Что за фантастическая картина! Что за декорация из какой-то феерии!
По морю течет молочная река.
На версту от берега вода побелела, стала молочного цвета.
А кругом, кругом!
Блещут фонтаны китов, ревут сивучи (моржи), с воплями носятся тысячи чаек.
И над всем этим царит господин Крамаренко.
«Сахалинский Орфей», променявший скрипку на селедку.
Но и скрипка не всегда была постоянным инструментом господина Крамаренко. Когда-то он играл на другом инструменте – щелкал на счетах, служа в конторе кого-то из астраханских рыбопромышленников.
Господин Крамаренко – человек молодой годами, но «старый опытом».
В тридцать лет он успел стать конторщиком, скрипачом-виртуозом и превратиться в рыбопромышленника.
Вкусил лавра и питается селедкой.
Господин Крамаренко – астраханский мещанин. Так сказать, земляк астраханской сельди. Но этим и кончается все его родство с соленой рыбой.
По его собственному искреннему, чистосердечному и делающему ему честь сознанию, он о селедке имеет ровно столько же понятия, сколько всякий, кому случалось видеть эту рыбу приготовленной с уксусом, маслицем, горчичкой, свеклой, лучком и картофелем.
Он знает, что селедка – великолепная и рифма, и закуска к водке.

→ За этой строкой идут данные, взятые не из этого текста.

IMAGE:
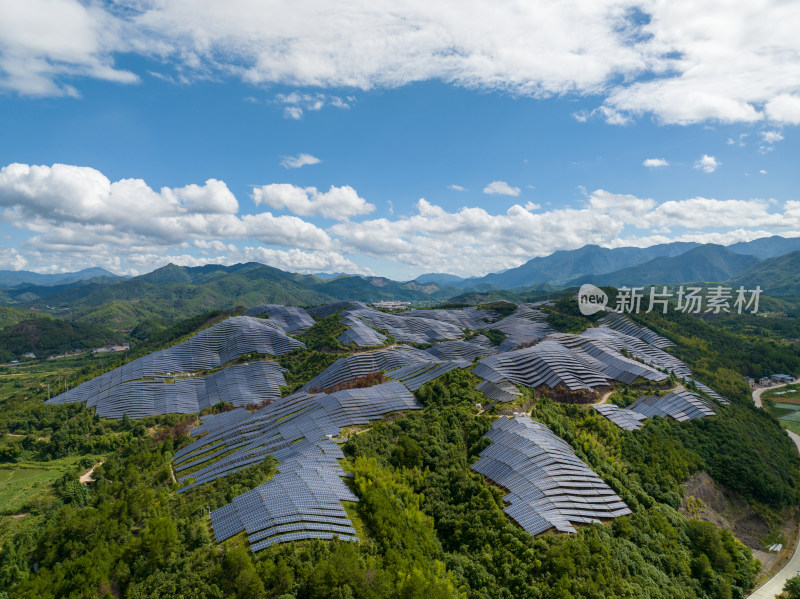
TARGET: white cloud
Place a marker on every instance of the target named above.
(784, 108)
(771, 137)
(299, 160)
(295, 103)
(655, 162)
(11, 259)
(76, 217)
(683, 62)
(67, 206)
(44, 41)
(501, 188)
(338, 202)
(707, 164)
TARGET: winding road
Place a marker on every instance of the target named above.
(774, 586)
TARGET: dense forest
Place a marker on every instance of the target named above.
(45, 336)
(430, 527)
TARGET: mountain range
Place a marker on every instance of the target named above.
(172, 292)
(566, 267)
(14, 278)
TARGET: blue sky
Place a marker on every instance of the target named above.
(392, 140)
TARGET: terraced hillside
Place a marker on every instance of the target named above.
(450, 452)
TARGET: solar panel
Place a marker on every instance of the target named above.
(623, 418)
(680, 405)
(303, 500)
(163, 382)
(549, 486)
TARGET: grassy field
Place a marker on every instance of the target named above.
(23, 482)
(788, 393)
(792, 426)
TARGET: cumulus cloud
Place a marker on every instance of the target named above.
(42, 42)
(338, 202)
(295, 104)
(681, 61)
(76, 217)
(299, 160)
(769, 138)
(501, 188)
(11, 259)
(67, 206)
(707, 164)
(784, 108)
(655, 162)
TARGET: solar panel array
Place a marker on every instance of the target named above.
(680, 405)
(526, 325)
(467, 318)
(548, 363)
(213, 422)
(303, 500)
(362, 364)
(711, 393)
(328, 309)
(359, 333)
(623, 324)
(625, 419)
(289, 319)
(240, 385)
(608, 360)
(549, 486)
(638, 349)
(137, 388)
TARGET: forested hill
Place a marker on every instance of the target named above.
(428, 525)
(44, 336)
(172, 292)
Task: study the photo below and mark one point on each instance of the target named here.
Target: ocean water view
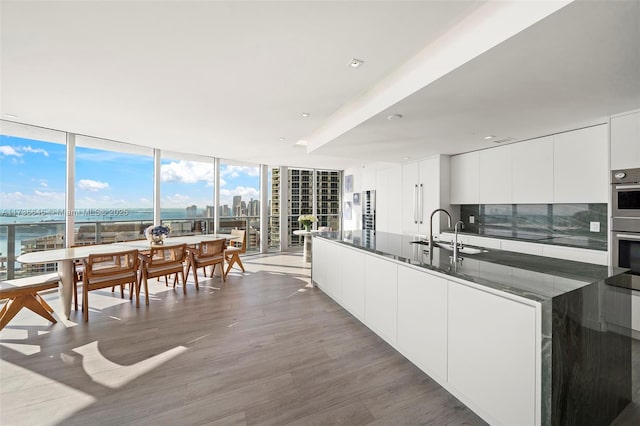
(36, 223)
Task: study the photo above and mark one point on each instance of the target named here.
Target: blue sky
(32, 175)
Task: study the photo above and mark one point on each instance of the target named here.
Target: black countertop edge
(536, 278)
(547, 241)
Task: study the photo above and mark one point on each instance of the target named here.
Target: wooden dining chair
(237, 246)
(162, 262)
(206, 253)
(103, 270)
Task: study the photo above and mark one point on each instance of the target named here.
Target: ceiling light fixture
(355, 63)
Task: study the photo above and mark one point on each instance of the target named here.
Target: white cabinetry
(464, 178)
(422, 320)
(492, 354)
(388, 200)
(532, 171)
(424, 189)
(580, 169)
(327, 267)
(495, 175)
(381, 296)
(625, 141)
(353, 284)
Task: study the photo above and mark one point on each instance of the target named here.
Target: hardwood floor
(265, 348)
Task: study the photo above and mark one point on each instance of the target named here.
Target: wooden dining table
(65, 257)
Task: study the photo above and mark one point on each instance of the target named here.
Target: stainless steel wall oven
(625, 223)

Но на этом все его познания и кончаются.
Даже ваш покорнейший слуга – и тот оказался более опытным рыбопромышленником в сравнении с этим «сахалинским Орфеем».
– Зачем вы солите селедку только сухим способом? То есть кладете и пересыпаете солью? – спросил я. – Отчего бы вам не пускать рыбу в готовый тузлук (рассол)? Наглотавшись тузлука, рыба лучше бы просолилась и была бы нежнее.
Господин Крамаренко посмотрел на меня во все глаза, как на человека, только что открывшего Америку.
– А ведь, знаете, это идея!!! Непременно попробую.
Хороша «идея», которая уж десятки лет применяется на практике! Об этом способе засола селедки я слышал лет шесть перед тем, на Нижегородской ярмарке, от керченских рыбопромышленников.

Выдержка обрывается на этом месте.